1. Con l'unico motivo di ricorso i ricorrenti deducono "violazione e falsa applicazione dell'art. 345 c.p.c.". A loro parere la motivazione con ci la Corte territoriale, dopo avere rilevato che in relazione alla notifica del ricorso e del decreto senza il rispetto del termine di cui all'art. 415 c.p.c., trovava applicazione, in forza di Cass. sez. un. n. 12 del 2001 la disciplina della nullità della citazione e, quindi, erra esclusa la rimessione del giudizio in primo grado ai sensi dell'art. 354 c.p.c., avrebbe erroneamente ritenuto, anziché consentire nell'ambito della rinnovazione del giudizio di primo grado in appello, la proposizione della domanda riconvenzionale di regolamento dei confini. Con ampie argomentazioni, sostengono i ricorrenti - senza contestare che correttamente si sia esclusa la rimessione al primo giudice ai sensi dell'art. 354 c.c., in relazione al vizio verificatosi - che, se non si vuole far discendere dalla nullità del ricorso introduttivo del giudizio di primo grado la rimessione al primo giudice, si deve però consentire all'appellante, che, rimasto contumace in primo grado, fa valere tale nullità con l'atto di appello, di svolgere nel secondo grado di giudizio tutte le attività che non poteva svolgere in primo grado, compresa la possibilità di proporre domande riconvenzionali. Questa, sempre secondo i ricorrenti, sarebbe l'unica interpretazione costituzionalmente orientata dell'art. 345 c.p.c., dovendo altrimenti lo stesso considerarsi incostituzionale, "nella parte in cui non prevede la possibilità per il convenuto rimasto contumace nel giudizio di primo grado a fronte della nullità della vocatio in ius non rilevata d'ufficio, di proporre in sede di gravame la domanda che avrebbe potuto proporre in via riconvenzionale ai sensi dell'art. 36 c.p.c., nell'ambito del giudizio di primo grado qualora detta nullità non vi fosse stata".
Quest'ultima è la questione di incostituzionalità che viene sollevata in via incidentale nel ricorso, per l'ipotesi in cui questa Corte non dovesse seguire l'interpretazione dell'art. 345 c.p.c., nello stesso prospettata.
Dall'accoglimento del ricorso discenderebbe poi, secondo i ricorrenti, la caducazione ai sensi dell'art. 336 c.p.c., comma 1, della parte della sentenza d'appello favorevole alla M. p.

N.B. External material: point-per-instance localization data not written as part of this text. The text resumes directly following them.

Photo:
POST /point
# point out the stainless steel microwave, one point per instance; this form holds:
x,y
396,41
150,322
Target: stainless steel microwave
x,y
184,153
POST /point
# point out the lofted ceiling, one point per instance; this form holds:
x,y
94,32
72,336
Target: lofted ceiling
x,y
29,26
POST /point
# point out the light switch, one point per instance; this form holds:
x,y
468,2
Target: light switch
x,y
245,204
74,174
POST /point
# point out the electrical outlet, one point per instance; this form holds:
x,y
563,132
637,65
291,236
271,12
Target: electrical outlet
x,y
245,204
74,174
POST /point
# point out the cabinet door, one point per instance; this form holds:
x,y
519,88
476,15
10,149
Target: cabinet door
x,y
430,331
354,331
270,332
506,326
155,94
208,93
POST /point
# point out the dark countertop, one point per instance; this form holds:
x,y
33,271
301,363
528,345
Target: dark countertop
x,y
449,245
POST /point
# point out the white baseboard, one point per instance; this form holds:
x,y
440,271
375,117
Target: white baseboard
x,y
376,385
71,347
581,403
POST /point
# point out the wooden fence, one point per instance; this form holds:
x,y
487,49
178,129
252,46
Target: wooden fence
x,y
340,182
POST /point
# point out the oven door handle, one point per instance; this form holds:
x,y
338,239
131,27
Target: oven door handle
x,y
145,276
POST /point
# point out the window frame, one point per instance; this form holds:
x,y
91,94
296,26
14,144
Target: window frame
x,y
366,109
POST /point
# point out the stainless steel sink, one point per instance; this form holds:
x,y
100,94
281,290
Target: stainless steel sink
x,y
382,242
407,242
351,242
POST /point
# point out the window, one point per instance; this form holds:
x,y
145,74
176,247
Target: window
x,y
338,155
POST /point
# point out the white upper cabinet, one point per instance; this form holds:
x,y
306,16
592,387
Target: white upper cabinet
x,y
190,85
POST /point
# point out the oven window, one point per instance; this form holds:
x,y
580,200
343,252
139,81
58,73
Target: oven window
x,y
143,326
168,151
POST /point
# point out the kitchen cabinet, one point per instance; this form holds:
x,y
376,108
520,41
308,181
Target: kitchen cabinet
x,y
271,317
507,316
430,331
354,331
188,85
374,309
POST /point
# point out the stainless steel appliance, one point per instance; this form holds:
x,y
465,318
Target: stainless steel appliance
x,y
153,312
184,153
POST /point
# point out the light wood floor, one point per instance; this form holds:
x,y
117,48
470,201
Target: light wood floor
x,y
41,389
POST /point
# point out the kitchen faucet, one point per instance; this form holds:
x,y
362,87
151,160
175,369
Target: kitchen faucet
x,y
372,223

2. Il motivo, al di là del'erronea invocazione della norma dell'art. 345 c.p.c., anziché di quella dell'art. 437 c.p.c., comma 2, non può portare alla cassazione della sentenza impugnata,
ricorrendo soltanto le condizioni, sulla base dell'individuazione dell'esatto diritto applicabile in relazione alla questione da esso posta, per una correzione della motivazione della sentenza stessa, ai sensi dell'art. 384 c.p.c., u.c., essendo il suo dispositivo, là dove ha ritenuto di non poter esaminare la domanda riconvenzionale dei ricorrenti, conforme al diritto.
Queste le ragioni, la cui esposizione deve prendere le mosse dalla norma dell'art. 164 c.p.c., posto che correttamente la sentenza impugnata ha ritenuto che tale norma costituisca, come affermato da Cass. sez. un. n. 122 del 2001, il modello di riferimento per lenulità dell'atto introduttivo di rito del lavoro.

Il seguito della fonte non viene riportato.